Let’s understand the above approach with an example:
Input:
So, initially MAX_AND = 0, curr_ans = root->data. We start traversing all the paths one by one. If we reach any leaf node, we calculate the Bitwise AND of all the path nodes and take the maximum from all the paths.
- MAX_AND = 0, curr_ans = 15 // root data
-
MAX_AND = 0, curr_ans = (15 & 13)=13.
- Now, we encountered a leaf node, curr_ans = (15 & 13 & 4) = 4, MAX_AND = max(4, 0) = 4.
- Again, we encountered a leaf node, curr_ans = (15 & 13 & 17) = 1, MAX_AND = max(1, 4) = 4.
- MAX_AND = 4, curr_ans = ( 15 & 7) = 7.
- We encountered a leaf node, curr_ans = ( 15 & 7 & 19) = 3, MAX_AND = (3,4) = 4.
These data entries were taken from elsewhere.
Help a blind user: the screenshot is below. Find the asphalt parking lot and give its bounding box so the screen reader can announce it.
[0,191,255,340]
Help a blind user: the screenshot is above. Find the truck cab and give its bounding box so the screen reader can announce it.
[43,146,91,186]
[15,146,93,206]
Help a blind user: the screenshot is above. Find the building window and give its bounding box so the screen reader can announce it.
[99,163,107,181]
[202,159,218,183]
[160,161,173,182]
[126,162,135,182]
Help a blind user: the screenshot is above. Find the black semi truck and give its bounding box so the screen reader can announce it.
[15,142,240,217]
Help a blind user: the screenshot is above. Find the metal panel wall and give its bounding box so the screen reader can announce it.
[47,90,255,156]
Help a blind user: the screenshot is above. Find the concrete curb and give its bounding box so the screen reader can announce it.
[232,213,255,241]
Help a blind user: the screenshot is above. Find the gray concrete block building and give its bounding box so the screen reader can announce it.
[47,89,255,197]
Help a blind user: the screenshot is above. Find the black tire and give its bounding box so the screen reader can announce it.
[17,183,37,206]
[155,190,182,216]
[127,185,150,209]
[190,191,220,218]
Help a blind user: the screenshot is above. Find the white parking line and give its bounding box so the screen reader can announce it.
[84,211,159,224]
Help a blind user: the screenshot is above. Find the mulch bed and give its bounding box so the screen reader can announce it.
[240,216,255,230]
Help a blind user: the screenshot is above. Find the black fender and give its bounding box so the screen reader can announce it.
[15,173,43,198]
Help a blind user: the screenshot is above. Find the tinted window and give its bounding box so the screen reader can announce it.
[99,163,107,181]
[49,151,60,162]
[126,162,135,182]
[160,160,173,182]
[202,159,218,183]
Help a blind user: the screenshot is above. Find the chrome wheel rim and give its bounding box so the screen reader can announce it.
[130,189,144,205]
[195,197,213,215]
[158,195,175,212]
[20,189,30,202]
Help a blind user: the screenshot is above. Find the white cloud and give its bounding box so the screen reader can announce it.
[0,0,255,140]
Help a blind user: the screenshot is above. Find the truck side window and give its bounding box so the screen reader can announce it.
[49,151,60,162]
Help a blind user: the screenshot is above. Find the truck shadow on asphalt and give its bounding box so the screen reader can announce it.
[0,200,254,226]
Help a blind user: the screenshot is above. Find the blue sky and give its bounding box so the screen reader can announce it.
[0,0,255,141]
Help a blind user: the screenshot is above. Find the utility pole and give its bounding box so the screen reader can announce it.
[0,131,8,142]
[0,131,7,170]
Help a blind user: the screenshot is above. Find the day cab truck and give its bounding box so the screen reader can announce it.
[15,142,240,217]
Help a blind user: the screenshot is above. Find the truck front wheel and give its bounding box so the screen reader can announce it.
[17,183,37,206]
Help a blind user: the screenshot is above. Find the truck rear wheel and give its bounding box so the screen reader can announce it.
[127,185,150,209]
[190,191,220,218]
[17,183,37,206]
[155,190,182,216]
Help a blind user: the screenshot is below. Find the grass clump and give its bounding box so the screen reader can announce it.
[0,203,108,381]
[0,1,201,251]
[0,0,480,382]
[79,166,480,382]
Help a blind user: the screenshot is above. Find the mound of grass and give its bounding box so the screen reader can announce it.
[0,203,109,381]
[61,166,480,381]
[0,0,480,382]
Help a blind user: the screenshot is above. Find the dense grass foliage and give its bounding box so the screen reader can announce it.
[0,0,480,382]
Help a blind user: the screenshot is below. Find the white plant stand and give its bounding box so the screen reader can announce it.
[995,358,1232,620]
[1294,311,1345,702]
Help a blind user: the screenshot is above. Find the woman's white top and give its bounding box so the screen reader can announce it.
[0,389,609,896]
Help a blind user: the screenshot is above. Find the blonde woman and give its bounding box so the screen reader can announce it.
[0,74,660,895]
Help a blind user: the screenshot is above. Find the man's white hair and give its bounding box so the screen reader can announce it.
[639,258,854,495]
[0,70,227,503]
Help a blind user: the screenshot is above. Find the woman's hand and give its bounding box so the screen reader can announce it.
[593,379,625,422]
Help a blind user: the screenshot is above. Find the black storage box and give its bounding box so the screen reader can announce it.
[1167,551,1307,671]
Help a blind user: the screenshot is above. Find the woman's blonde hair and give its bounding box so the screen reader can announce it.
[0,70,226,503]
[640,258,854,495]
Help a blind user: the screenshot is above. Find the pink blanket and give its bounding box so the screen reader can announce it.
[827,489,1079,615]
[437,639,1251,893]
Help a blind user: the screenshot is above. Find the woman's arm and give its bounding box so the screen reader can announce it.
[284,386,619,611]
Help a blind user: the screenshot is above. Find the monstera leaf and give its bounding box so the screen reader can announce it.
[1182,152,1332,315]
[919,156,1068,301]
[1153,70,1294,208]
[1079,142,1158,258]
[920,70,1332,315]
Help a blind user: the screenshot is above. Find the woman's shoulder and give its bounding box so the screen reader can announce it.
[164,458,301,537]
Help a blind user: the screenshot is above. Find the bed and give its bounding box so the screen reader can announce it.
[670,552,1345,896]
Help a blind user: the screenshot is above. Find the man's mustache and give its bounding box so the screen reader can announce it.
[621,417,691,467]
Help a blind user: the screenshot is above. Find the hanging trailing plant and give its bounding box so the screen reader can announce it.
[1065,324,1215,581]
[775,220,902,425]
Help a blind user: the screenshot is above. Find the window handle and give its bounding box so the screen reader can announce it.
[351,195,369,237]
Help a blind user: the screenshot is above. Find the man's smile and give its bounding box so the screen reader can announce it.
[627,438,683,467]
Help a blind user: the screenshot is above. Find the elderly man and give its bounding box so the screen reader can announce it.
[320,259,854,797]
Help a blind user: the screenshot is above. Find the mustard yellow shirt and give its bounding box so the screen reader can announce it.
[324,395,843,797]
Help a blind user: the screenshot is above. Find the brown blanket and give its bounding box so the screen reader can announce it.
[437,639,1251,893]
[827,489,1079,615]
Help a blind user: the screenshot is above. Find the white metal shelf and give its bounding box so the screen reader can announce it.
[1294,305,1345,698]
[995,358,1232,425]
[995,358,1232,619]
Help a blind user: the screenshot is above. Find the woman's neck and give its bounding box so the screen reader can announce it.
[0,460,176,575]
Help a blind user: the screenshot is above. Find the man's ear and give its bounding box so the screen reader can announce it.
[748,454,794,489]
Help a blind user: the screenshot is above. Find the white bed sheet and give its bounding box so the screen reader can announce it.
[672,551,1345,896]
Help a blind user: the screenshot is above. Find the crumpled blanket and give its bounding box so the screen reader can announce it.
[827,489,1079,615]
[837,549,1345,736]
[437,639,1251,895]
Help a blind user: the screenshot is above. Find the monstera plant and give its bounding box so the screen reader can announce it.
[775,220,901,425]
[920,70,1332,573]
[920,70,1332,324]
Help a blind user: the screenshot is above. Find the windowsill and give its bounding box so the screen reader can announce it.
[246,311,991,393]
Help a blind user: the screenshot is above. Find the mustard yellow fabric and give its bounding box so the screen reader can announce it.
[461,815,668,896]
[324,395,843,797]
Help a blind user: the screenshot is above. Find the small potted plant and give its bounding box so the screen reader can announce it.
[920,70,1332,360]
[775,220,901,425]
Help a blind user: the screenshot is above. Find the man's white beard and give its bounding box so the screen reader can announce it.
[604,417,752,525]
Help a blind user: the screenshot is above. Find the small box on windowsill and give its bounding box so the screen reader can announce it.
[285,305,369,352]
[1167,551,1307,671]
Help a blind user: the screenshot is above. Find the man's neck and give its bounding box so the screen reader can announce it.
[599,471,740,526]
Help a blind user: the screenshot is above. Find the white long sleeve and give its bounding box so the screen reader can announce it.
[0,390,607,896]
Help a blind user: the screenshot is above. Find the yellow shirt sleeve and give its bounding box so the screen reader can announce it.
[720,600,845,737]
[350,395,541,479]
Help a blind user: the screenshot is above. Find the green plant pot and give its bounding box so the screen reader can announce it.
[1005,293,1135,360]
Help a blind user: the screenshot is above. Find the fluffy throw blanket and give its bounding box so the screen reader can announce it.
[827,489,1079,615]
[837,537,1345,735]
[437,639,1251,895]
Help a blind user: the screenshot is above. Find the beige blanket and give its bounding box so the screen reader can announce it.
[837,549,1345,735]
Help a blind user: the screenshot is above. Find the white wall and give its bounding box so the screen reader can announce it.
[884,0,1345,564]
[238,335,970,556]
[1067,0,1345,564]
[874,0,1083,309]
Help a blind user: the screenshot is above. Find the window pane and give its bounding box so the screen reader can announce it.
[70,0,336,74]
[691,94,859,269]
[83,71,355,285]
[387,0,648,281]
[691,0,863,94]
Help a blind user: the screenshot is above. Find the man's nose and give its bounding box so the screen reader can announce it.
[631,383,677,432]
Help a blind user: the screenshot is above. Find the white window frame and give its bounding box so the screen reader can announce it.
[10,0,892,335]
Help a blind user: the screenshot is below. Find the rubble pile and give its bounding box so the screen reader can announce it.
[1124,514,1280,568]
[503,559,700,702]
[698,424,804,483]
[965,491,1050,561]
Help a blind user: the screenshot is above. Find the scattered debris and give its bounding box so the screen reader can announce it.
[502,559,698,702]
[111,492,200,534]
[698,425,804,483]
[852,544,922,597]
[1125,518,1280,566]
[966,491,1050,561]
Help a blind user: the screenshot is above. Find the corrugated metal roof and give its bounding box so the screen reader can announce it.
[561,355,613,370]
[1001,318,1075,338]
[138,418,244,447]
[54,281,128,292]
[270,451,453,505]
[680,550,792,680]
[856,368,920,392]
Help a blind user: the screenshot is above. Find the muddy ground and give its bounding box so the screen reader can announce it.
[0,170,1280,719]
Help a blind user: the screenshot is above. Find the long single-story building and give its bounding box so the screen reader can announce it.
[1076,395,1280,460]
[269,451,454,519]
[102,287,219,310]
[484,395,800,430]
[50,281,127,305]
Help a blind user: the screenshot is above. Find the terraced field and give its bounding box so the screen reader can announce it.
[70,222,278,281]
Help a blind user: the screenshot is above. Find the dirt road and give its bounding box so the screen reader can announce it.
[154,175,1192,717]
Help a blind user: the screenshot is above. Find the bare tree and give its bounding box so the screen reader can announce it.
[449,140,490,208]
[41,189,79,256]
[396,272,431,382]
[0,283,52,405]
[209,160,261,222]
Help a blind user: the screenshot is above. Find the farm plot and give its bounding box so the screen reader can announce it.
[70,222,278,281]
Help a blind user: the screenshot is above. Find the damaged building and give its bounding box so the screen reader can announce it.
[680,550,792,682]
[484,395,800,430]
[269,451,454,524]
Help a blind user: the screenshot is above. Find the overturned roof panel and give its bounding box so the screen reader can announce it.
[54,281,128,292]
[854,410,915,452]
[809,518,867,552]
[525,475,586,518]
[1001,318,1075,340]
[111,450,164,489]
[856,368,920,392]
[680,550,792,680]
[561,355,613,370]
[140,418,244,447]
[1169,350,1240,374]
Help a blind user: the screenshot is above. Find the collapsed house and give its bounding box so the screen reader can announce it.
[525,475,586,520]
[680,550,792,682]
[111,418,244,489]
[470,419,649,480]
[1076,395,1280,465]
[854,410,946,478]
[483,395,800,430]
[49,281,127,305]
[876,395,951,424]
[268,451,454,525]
Finally, print the MAX_AND = 4which is the maximum value of Bitwise AND from root to leaf.
Code in C++
#include <bits/stdc++.h>
using namespace std;
int MAX_AND = 0;
struct Node {
int data;
Node *left, *right;
Node(int x)
{
data = x;
left = NULL;
right = NULL;
}
};
void maximum_AND(Node* root, int curr_ans)
{
if (root == NULL)
return;
if (root->left == NULL
&& root->right == NULL) {
curr_ans = curr_ans & root->data;
MAX_AND = max(curr_ans, MAX_AND);
return;
}
maximum_AND(root->left,
curr_ans & root->data);
maximum_AND(root->right,
curr_ans & root->data);
}
int main()
{
Node* root = new Node(17);
root->left = new Node(5);
root->right = new Node(20);
root->left->left = new Node(7);
root->left->left->left = new Node(13);
root->left->left->right = new Node(7);
root->right->left = new Node(11);
root->right->right = new Node(19);
maximum_AND(root, root->data);
cout << MAX_AND << endl;
return 0;
}
You can also try this code with Online C++ Compiler
Output
16
You can also try this code with Online C++ Compiler
Complexity Analysis
Time complexity: O(n), where n is the number of nodes in the given tree as we are traversing all the nodes.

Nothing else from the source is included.